Years ago, Richard Rorty, the left-wing pragmatist philosopher, defended the leftist slant in university instruction by arguing that it was an antidote to the rah-rah, pro-American indoctrination students received in high school. In Hegelian-Marxist terms, high school instruction was the “thesis,” college instruction was the “antithesis,” and students could work out their own “synthesis.”
Rorty’s argument was characteristically clever. But the content of high school education was always destined to ape the university model. And so it has, in many localities. But local control of education has prevented a total rout. Until now.
The teaching of American history is, of course, ground zero in left’s battle to indoctrinate students. And the left is unleashing the ultimate weapon in this battle.
Stanley Kurtz reports:
Although it has barely registered yet in our public debates, the teaching of American history in our high schools has just been seized in what a few sharp-eyed critics rightly call a “curricular coup.” The College Board, the private company that creates the SAT test and the various Advance Placement tests, has issued a new set of guidelines that is about to turn the teaching of American history into exactly the sort of grievance-based pedagogy that [Dinesh] D’Souza decries in his film [America: Imagine the World Without Her].
Leftist academics have finally figured out a way to circumvent state and local control over America’s schools and effectively impose progressive political indoctrination on the entire country. Once the AP U.S. History test demands blame-America-first answers, public and private schools alike will be forced to construct an American history curriculum that “teaches to the test.”
What is the evidence that the “curricular coup” imposes the left’s version of American history?
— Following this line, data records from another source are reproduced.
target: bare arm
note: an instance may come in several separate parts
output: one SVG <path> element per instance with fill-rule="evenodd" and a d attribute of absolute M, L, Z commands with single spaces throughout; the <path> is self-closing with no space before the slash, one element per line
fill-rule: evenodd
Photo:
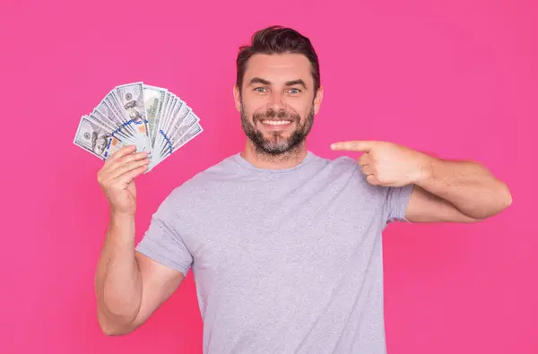
<path fill-rule="evenodd" d="M 133 151 L 117 151 L 98 174 L 111 209 L 95 277 L 97 318 L 108 335 L 140 326 L 184 278 L 135 251 L 134 178 L 145 170 L 147 161 L 145 155 Z"/>
<path fill-rule="evenodd" d="M 476 162 L 443 160 L 388 142 L 341 142 L 332 149 L 364 152 L 358 163 L 372 185 L 414 185 L 405 211 L 412 222 L 474 222 L 512 203 L 507 185 Z"/>
<path fill-rule="evenodd" d="M 134 250 L 134 222 L 111 217 L 99 260 L 97 318 L 107 335 L 133 332 L 178 289 L 184 275 Z"/>
<path fill-rule="evenodd" d="M 412 222 L 475 222 L 508 208 L 507 185 L 472 161 L 428 158 L 428 173 L 416 182 L 406 210 Z"/>

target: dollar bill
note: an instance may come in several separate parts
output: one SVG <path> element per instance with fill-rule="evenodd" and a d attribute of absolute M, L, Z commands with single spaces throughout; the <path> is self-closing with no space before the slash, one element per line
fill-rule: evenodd
<path fill-rule="evenodd" d="M 182 119 L 178 129 L 171 133 L 169 136 L 165 136 L 166 134 L 162 133 L 163 140 L 165 140 L 162 148 L 160 151 L 161 156 L 164 156 L 168 151 L 172 151 L 173 148 L 178 144 L 178 142 L 183 137 L 183 135 L 196 124 L 200 119 L 190 111 L 187 116 Z"/>
<path fill-rule="evenodd" d="M 199 134 L 201 134 L 204 132 L 204 128 L 202 127 L 202 125 L 200 125 L 199 124 L 195 124 L 193 125 L 187 132 L 185 134 L 183 134 L 183 136 L 181 137 L 181 139 L 178 140 L 177 142 L 177 145 L 175 148 L 172 148 L 171 150 L 169 150 L 167 151 L 166 154 L 164 154 L 164 156 L 159 156 L 157 157 L 156 155 L 154 160 L 152 160 L 148 166 L 148 172 L 151 171 L 155 166 L 157 166 L 158 164 L 160 164 L 161 162 L 162 162 L 163 160 L 165 160 L 166 159 L 168 159 L 169 157 L 170 157 L 174 152 L 176 152 L 178 149 L 180 149 L 181 147 L 183 147 L 185 144 L 187 144 L 188 142 L 190 142 L 191 140 L 193 140 L 194 138 L 195 138 L 196 136 L 198 136 Z"/>
<path fill-rule="evenodd" d="M 148 135 L 150 137 L 150 147 L 155 146 L 157 137 L 157 127 L 163 117 L 165 108 L 166 89 L 156 86 L 143 85 L 143 101 L 148 120 Z"/>
<path fill-rule="evenodd" d="M 201 134 L 199 122 L 169 90 L 137 82 L 116 86 L 82 116 L 74 143 L 104 160 L 124 146 L 135 145 L 137 151 L 148 152 L 152 168 Z"/>
<path fill-rule="evenodd" d="M 114 152 L 126 146 L 106 127 L 82 116 L 73 142 L 98 158 L 107 160 Z"/>

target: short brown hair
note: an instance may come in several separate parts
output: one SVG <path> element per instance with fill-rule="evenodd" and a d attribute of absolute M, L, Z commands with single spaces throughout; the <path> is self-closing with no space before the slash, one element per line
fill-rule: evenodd
<path fill-rule="evenodd" d="M 312 77 L 314 79 L 314 94 L 321 85 L 319 75 L 319 60 L 314 50 L 310 39 L 301 35 L 297 30 L 282 26 L 271 26 L 254 33 L 248 46 L 239 47 L 236 60 L 237 79 L 236 84 L 239 92 L 243 85 L 243 77 L 247 70 L 248 59 L 255 54 L 302 54 L 312 65 Z"/>

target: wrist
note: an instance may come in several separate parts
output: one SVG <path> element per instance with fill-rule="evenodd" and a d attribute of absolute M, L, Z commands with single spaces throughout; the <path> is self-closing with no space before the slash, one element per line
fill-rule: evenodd
<path fill-rule="evenodd" d="M 435 176 L 435 170 L 438 168 L 438 165 L 442 163 L 443 161 L 438 159 L 427 154 L 422 154 L 421 162 L 419 163 L 418 178 L 415 181 L 415 184 L 421 186 L 430 182 Z"/>
<path fill-rule="evenodd" d="M 134 220 L 134 214 L 125 212 L 110 211 L 110 220 L 116 224 L 123 224 Z"/>

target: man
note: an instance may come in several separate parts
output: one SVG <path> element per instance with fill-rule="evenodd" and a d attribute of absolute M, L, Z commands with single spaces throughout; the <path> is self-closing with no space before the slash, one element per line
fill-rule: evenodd
<path fill-rule="evenodd" d="M 109 201 L 97 271 L 98 319 L 134 331 L 193 270 L 205 353 L 384 353 L 381 231 L 388 222 L 475 222 L 507 208 L 507 186 L 473 162 L 387 142 L 344 142 L 358 161 L 310 152 L 323 98 L 310 41 L 291 29 L 253 36 L 237 60 L 245 150 L 162 203 L 134 245 L 126 148 L 99 172 Z M 134 251 L 135 250 L 135 251 Z"/>

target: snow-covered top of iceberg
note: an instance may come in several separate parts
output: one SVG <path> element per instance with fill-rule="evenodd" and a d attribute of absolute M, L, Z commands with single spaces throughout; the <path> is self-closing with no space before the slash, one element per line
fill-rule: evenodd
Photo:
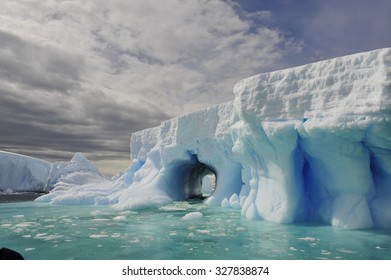
<path fill-rule="evenodd" d="M 235 85 L 235 110 L 248 121 L 389 118 L 390 65 L 385 48 L 262 73 Z"/>
<path fill-rule="evenodd" d="M 47 188 L 53 187 L 62 176 L 74 172 L 92 172 L 100 176 L 100 171 L 93 162 L 88 160 L 82 153 L 75 153 L 70 161 L 53 163 L 48 177 Z"/>
<path fill-rule="evenodd" d="M 0 191 L 42 191 L 50 162 L 0 151 Z"/>
<path fill-rule="evenodd" d="M 142 208 L 202 195 L 249 219 L 391 228 L 391 49 L 264 73 L 235 98 L 132 134 L 129 170 L 40 201 Z M 78 182 L 82 182 L 78 184 Z"/>
<path fill-rule="evenodd" d="M 69 174 L 76 177 L 80 173 L 91 173 L 91 176 L 102 177 L 98 168 L 82 153 L 76 153 L 70 161 L 51 163 L 0 151 L 0 191 L 3 192 L 49 191 L 60 178 Z"/>

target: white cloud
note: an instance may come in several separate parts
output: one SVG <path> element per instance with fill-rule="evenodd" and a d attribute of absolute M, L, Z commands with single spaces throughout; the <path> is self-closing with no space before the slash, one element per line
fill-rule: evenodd
<path fill-rule="evenodd" d="M 57 114 L 28 123 L 15 111 L 13 125 L 50 133 L 62 122 L 63 132 L 110 145 L 109 137 L 125 141 L 143 124 L 232 99 L 236 81 L 301 50 L 279 30 L 254 25 L 270 12 L 246 15 L 230 1 L 1 2 L 0 75 L 12 89 L 3 98 L 15 110 L 18 98 L 28 100 L 31 115 L 44 107 Z M 114 121 L 121 124 L 110 128 Z"/>

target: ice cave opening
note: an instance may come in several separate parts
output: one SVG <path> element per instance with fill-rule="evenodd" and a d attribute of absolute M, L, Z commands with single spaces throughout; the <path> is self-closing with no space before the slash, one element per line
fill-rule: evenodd
<path fill-rule="evenodd" d="M 192 155 L 190 160 L 179 161 L 171 164 L 172 185 L 175 185 L 180 193 L 181 200 L 200 199 L 209 197 L 215 189 L 217 182 L 214 168 L 198 160 L 197 155 Z"/>

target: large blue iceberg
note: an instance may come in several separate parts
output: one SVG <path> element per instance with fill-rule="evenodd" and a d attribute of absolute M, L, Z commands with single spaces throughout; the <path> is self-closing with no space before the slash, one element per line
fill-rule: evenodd
<path fill-rule="evenodd" d="M 202 195 L 250 219 L 391 228 L 391 49 L 264 73 L 235 98 L 133 133 L 115 180 L 39 201 L 159 206 Z"/>

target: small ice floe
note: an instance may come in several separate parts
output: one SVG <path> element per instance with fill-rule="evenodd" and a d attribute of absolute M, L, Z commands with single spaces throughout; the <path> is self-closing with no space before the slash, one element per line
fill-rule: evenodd
<path fill-rule="evenodd" d="M 356 254 L 357 253 L 355 251 L 348 250 L 348 249 L 345 249 L 345 248 L 337 249 L 337 251 L 340 252 L 340 253 L 344 253 L 344 254 Z"/>
<path fill-rule="evenodd" d="M 200 221 L 202 220 L 202 213 L 201 212 L 190 212 L 182 217 L 182 220 L 185 221 Z"/>
<path fill-rule="evenodd" d="M 197 229 L 196 232 L 200 233 L 200 234 L 209 234 L 210 233 L 210 231 L 207 229 Z"/>
<path fill-rule="evenodd" d="M 120 216 L 115 216 L 113 218 L 114 221 L 125 221 L 126 220 L 126 216 L 123 216 L 123 215 L 120 215 Z"/>
<path fill-rule="evenodd" d="M 322 255 L 331 255 L 331 254 L 332 254 L 332 252 L 327 251 L 327 250 L 321 250 L 320 253 L 321 253 Z"/>
<path fill-rule="evenodd" d="M 20 219 L 20 218 L 24 218 L 24 215 L 14 215 L 13 217 L 14 217 L 14 218 L 17 218 L 17 219 L 18 219 L 18 218 Z"/>
<path fill-rule="evenodd" d="M 109 237 L 107 234 L 91 234 L 90 238 L 106 238 Z"/>
<path fill-rule="evenodd" d="M 26 252 L 30 252 L 30 251 L 34 251 L 35 248 L 25 248 L 24 250 L 25 250 Z"/>
<path fill-rule="evenodd" d="M 311 241 L 311 242 L 314 242 L 314 241 L 317 241 L 317 240 L 319 240 L 319 239 L 317 239 L 317 238 L 315 238 L 315 237 L 309 237 L 309 236 L 307 236 L 307 237 L 299 237 L 299 238 L 297 238 L 297 240 L 303 240 L 303 241 Z"/>

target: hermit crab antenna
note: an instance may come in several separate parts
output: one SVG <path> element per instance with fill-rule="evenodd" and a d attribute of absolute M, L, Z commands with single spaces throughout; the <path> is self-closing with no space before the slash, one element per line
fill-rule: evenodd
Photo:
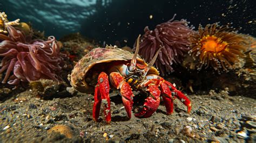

Kurtz reports:
George Washington, a key figure in D’Souza’s film, barely makes an appearance in the new AP U.S. History Guidelines. Figures like Benjamin Franklin and James Madison are completely omitted. The Declaration of Independence is presented chiefly as an illustration of the colonists’ belief in their own superiority.
Slavery and the treatment of Native Americans are at center stage. At times, the presentation of the New Deal and the Reagan era seems to come straight out of a Democratic Party press office.
If you want your child to be admitted to a top quality college, you may soon feel pressure to parrot this line.
In short, as Kurtz says, “The College Board is pushing U.S. history as far to the left as it can get away with at the high school level.” It is thereby “creating a kind of feeder system that perfectly primes students for the more openly ideological training they’ll be getting at college.”
This isn’t the vision Richard Rorty articulated.
What is to be done? Kurtz offers this prescription:
Vocal protest at the state and local levels is needed. State legislatures may have to step in to prevent the effective seizure of their curricula by the College Board. Efforts to break the College Board’s monopoly on AP tests may also be in order. Is a market opening up for an alternative set of AP tests?…
Over and above electoral politics, here is something you can do. Join or create a movement to protest and combat the effort of the College Board to impose an ideologically one-sided American history curriculum on our country’s schools.
I would add this: fight against the Common Core. The College Board pulled off its “curricular coup” soon after selecting David Coleman as its new president. Coleman is the architect of the Common Core.
I agree with Kurtz that the de facto federalizing of the K-12 curriculum through the Common Core would create an opening for those seeking to nationalize leftist indoctrination in our schools. In this scenario, the left’s anti-American indoctrination would likely extend beyond students taking AP American history to every student in America.
At that point, we will have to imagine the world without America.